Ainsi, l'on peut regarder, sur son site, un entretien donné le 3 juillet 1974 par le Premier ministre de l'époque, Jacques Chirac, sur la réforme de l'Office de radiodiffusion-télévision française, l'ORTF.
Le président de la République d'alors, Valéry Giscard d'Estaing, voulait rénover la société française et considérait que l'ORTF devait y contribuer, en abandonnant son organisation trop verticale, sa centralisation excessive et en l'affranchissant d'une tutelle politique oppressante.
Jacques Chirac expliquait qu'il était indispensable de démanteler l'Office pour permettre à l'audiovisuel public de mieux affronter les défis futurs et qu'il devait être remplacé par des « unités à taille humaine » et des entités « autonomes et entièrement responsables » afin d'assurer leur indépendance et leur compétitivité.
Cinquante ans plus tard, la présente proposition de loi, à rebours de la réforme de 1974, recompose la centralité, la verticalité et le pouvoir d'un seul sur des entités qui ont pleinement mis à profit leur autonomie pour s'adapter, évoluer et progresser.
Pourquoi ce retour à l'ORTF ? (Sourires.) Quel est l'objectif politique de la reconstitution d'un combinat ?

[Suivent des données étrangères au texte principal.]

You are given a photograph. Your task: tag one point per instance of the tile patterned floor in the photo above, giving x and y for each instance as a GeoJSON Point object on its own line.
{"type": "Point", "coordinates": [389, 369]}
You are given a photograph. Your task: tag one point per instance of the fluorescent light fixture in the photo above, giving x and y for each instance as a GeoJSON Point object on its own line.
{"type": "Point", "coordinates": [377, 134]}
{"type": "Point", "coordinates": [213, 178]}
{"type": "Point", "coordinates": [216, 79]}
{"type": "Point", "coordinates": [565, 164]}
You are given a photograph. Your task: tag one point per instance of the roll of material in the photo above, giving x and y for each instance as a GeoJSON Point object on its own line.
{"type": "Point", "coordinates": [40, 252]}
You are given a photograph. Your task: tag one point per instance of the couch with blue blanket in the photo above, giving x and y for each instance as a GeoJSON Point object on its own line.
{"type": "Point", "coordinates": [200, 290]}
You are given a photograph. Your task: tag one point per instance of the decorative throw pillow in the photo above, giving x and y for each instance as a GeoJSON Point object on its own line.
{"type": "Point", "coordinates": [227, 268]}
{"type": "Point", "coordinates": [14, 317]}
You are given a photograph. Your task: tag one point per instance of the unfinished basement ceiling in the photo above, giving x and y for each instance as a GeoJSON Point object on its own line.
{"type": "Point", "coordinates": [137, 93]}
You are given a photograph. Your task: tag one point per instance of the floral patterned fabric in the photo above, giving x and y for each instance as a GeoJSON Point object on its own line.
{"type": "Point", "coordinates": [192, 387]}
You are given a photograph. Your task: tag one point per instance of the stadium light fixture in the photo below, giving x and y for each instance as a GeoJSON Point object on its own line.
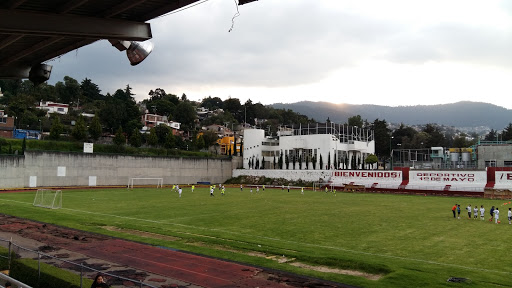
{"type": "Point", "coordinates": [135, 51]}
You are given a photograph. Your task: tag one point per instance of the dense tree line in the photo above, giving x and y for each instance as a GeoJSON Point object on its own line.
{"type": "Point", "coordinates": [118, 114]}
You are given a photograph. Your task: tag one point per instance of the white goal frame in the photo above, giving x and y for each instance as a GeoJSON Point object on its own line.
{"type": "Point", "coordinates": [159, 184]}
{"type": "Point", "coordinates": [48, 198]}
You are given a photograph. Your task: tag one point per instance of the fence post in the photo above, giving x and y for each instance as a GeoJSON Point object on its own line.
{"type": "Point", "coordinates": [9, 256]}
{"type": "Point", "coordinates": [38, 269]}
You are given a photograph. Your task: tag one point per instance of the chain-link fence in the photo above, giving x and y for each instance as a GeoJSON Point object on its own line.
{"type": "Point", "coordinates": [39, 265]}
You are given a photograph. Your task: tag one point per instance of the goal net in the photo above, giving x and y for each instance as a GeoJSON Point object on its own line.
{"type": "Point", "coordinates": [48, 198]}
{"type": "Point", "coordinates": [147, 182]}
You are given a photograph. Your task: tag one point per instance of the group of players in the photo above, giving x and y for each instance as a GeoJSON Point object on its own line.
{"type": "Point", "coordinates": [473, 213]}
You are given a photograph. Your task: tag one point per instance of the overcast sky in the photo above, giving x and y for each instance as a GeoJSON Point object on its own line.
{"type": "Point", "coordinates": [393, 52]}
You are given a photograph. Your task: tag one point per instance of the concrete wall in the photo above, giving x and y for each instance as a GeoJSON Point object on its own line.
{"type": "Point", "coordinates": [43, 169]}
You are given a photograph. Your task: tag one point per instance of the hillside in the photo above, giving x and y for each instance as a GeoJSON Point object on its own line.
{"type": "Point", "coordinates": [460, 114]}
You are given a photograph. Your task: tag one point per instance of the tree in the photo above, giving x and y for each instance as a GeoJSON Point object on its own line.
{"type": "Point", "coordinates": [56, 128]}
{"type": "Point", "coordinates": [119, 138]}
{"type": "Point", "coordinates": [135, 139]}
{"type": "Point", "coordinates": [95, 128]}
{"type": "Point", "coordinates": [79, 131]}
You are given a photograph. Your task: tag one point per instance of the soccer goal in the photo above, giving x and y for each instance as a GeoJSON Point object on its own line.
{"type": "Point", "coordinates": [146, 182]}
{"type": "Point", "coordinates": [48, 198]}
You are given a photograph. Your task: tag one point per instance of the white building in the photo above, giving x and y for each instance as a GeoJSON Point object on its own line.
{"type": "Point", "coordinates": [53, 107]}
{"type": "Point", "coordinates": [345, 145]}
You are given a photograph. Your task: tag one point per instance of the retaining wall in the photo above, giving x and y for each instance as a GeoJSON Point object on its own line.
{"type": "Point", "coordinates": [49, 169]}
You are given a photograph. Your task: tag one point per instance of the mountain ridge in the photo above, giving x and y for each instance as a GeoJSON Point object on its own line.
{"type": "Point", "coordinates": [458, 114]}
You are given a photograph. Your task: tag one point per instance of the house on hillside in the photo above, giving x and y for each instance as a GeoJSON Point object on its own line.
{"type": "Point", "coordinates": [6, 125]}
{"type": "Point", "coordinates": [153, 120]}
{"type": "Point", "coordinates": [52, 107]}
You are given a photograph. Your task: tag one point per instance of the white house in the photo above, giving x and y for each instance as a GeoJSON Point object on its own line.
{"type": "Point", "coordinates": [316, 143]}
{"type": "Point", "coordinates": [53, 107]}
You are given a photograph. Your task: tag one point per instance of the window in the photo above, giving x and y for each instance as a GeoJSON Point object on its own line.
{"type": "Point", "coordinates": [491, 163]}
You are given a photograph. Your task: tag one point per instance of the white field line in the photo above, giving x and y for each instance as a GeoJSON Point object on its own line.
{"type": "Point", "coordinates": [279, 240]}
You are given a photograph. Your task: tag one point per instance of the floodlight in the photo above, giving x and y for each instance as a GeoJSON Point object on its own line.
{"type": "Point", "coordinates": [135, 51]}
{"type": "Point", "coordinates": [40, 73]}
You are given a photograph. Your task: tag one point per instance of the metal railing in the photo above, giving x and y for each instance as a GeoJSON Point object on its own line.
{"type": "Point", "coordinates": [85, 271]}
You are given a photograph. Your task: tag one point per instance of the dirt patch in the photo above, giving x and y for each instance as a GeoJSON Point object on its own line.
{"type": "Point", "coordinates": [338, 271]}
{"type": "Point", "coordinates": [278, 258]}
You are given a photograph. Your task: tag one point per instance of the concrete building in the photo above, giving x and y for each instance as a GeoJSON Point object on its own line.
{"type": "Point", "coordinates": [494, 154]}
{"type": "Point", "coordinates": [345, 146]}
{"type": "Point", "coordinates": [153, 120]}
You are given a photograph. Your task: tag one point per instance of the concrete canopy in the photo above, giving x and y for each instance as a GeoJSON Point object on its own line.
{"type": "Point", "coordinates": [35, 31]}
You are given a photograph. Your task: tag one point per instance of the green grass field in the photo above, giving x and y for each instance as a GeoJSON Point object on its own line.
{"type": "Point", "coordinates": [407, 241]}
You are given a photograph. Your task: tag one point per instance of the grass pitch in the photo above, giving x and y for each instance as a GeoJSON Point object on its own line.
{"type": "Point", "coordinates": [379, 240]}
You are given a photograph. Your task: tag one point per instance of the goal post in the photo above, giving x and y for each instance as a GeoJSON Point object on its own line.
{"type": "Point", "coordinates": [146, 182]}
{"type": "Point", "coordinates": [48, 198]}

L'audiovisuel public n'a pas démérité, bien au contraire. Alors que la demande a considérablement évolué et que les usages ont été bouleversés par les nouvelles technologies, le service public a su s'adapter pour devenir la référence d'une grande majorité de ses usagers.
Fidèle à ses missions, l'audiovisuel public propose des informations, des connaissances et des confrontations respectueuses du pluralisme et de la diversité des opinions, sans jamais oublier qu'il doit sa spécificité au rôle qui lui a été donné de contribuer à la formation de l'esprit critique de tous les citoyens.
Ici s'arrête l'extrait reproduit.